Aku bangkit. Lembayung senja
kini berwarna merah. Gunung-gunung indah di depanku mendadak tak bisa kunikmati
keindahannya. Juga pemandangan sore yang langka ini. Satu-satunya hal yang bisa
kunikmati adalah : Ikan cupang milik Reno. Ikan cupang itu sedang diam tak
bergerak. Airnya kuning karena daun katapang yang Reno masukan.
Lelah dengan drama pantomim
yang ada di pikiranku, aku pergi ke luar kemudian menjuntaikan kakiku di atas
rumah pohon ini. Berbanding terbalik saat aku masih tinggal di Jakarta, di
saat-saat seperti ini biasanya aku kumpul sama teman-temanku entah sekadar
bermain gitar atau nongkrong membicarakan wanita.
Reno?
Aku melihat dia berjalan menuju
rumah. Di belakang Reno ada Enok sedang mengikutinya, membuat tanganku mengepal
kuat. Tarik nafas, hembuskan. Aku tidak boleh seperti ini. Lebih baik kusudahi
saja perasaanku pada Reno dan menyerahkan hatiku pada ... Zaki. Reno akan
menikah, mungkin, Reno dan Enok pergi menemui Ayah untuk meminjam uang.
"Yah, aku pergi ke rumah
temen ya," kataku ketika sampai di sana. Ayah, Reno dan Enok menatapku.
"Ke mana?" tanya
Ayah.
"Ke Pasar."
"Tapi malam-malam begini
kan nggak ada ojek atau angkutan u-"
"Aku jalan saja. Jam
segini masih rame kok. Nanti aku pulangnya diantar teman, atau kalau nggak pulang
Grey nginep di sana." Ayah terlihat ingin melarangku tetapi aku tidak
membiarkan Ayah berucap. "Grey pergi ya."
"Tu-tunggu, sama saya
dianter," kata Reno.
Aku berbalik, tersenyum
kemudian menggeleng. Reno tetap mengikutiku. "Nggak usah, Ren."
"Pokoknya sama saya di
anter. Kamu tunggu di sini, saya mau ambil motor dulu di rumah."

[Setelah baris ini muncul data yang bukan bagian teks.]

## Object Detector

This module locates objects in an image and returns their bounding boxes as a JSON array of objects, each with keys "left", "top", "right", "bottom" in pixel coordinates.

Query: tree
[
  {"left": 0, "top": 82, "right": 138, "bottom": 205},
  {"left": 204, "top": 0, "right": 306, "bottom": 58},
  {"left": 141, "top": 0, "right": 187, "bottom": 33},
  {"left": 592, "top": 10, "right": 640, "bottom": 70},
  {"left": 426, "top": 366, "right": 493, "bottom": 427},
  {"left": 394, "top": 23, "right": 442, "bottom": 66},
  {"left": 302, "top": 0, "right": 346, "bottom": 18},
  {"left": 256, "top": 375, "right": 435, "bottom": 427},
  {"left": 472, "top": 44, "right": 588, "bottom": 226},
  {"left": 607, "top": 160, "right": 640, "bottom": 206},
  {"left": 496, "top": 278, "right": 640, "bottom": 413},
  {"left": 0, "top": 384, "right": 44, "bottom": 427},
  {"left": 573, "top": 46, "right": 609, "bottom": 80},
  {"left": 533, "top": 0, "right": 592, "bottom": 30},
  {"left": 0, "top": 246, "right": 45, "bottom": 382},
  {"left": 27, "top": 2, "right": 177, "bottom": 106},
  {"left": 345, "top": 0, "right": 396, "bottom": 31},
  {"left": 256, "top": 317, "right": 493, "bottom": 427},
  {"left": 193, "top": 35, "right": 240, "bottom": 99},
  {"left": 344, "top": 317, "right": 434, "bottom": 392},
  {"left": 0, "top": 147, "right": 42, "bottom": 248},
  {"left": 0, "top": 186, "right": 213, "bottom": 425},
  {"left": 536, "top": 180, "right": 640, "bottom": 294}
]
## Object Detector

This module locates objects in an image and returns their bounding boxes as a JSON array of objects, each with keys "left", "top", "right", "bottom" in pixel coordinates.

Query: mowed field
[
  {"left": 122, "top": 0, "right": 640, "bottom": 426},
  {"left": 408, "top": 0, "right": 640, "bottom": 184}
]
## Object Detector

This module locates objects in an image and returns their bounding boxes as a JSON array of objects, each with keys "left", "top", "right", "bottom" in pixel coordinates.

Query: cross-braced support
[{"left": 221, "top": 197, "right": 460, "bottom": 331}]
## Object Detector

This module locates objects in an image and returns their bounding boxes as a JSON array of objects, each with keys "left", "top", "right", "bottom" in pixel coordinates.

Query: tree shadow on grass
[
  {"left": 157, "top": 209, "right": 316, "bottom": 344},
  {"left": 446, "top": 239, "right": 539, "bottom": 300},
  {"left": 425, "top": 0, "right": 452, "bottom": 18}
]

"Ren nggak usah. Kamu lagi
ada urusan kan sama Ayah? Mending selesaikan dulu sekarang." Reno tetap
berjalan ke depan. "Ren!" panggilku. "Maaf ya." Dia berdiri
mematung-hanya beberapa detik-setelah itu dia berjalan kembali.
Tentu saja aku tidak menunggu
Reno. Aku berjalan keluar dari rumah, belok ke kanan untuk mengambil rute
tercepat, kemudian bersiul sambil bersedekap. Rasa dingin malam ini terasa lain
dan sedikit menyakitkan. Haruskah aku berlari? Kurasa tidak.
Di pertigaan dekat dengan SMP
aku melihat pos ronda. Si cunguk itu pasti akan mengejarku dengan motornya jadi
kurasa aku harus bersembunyi. Dugaanku benar, aku melihat Reno melewati jalan
ini dengan kecepatan lambat dan menyegat orang yang sedang berjalan lalu melaju
kembali. Sebenarnya aku ingin-ingin saja diantar oleh Reno, tapi untuk
sementara ini aku ingin mengalihkan sosoknya di pikiranku. Lagi pula aku takut
kalau ternyata Reno tahu aku akan pergi menemui Bang Zaki. Sudah pasti
urusannya akan berabe, mungkin dia akan melaporkan langsung pada Ayah, mungkin
juga dia akan menarikku pulang.
Setelah 15 menit aku menunggu,
baru aku melanjutkan perjalanan. Di depan SMP aku melihat warung yang sedang
dikerumuni oleh banyak motor. Aku pergi menuju warung itu untuk membeli rokok.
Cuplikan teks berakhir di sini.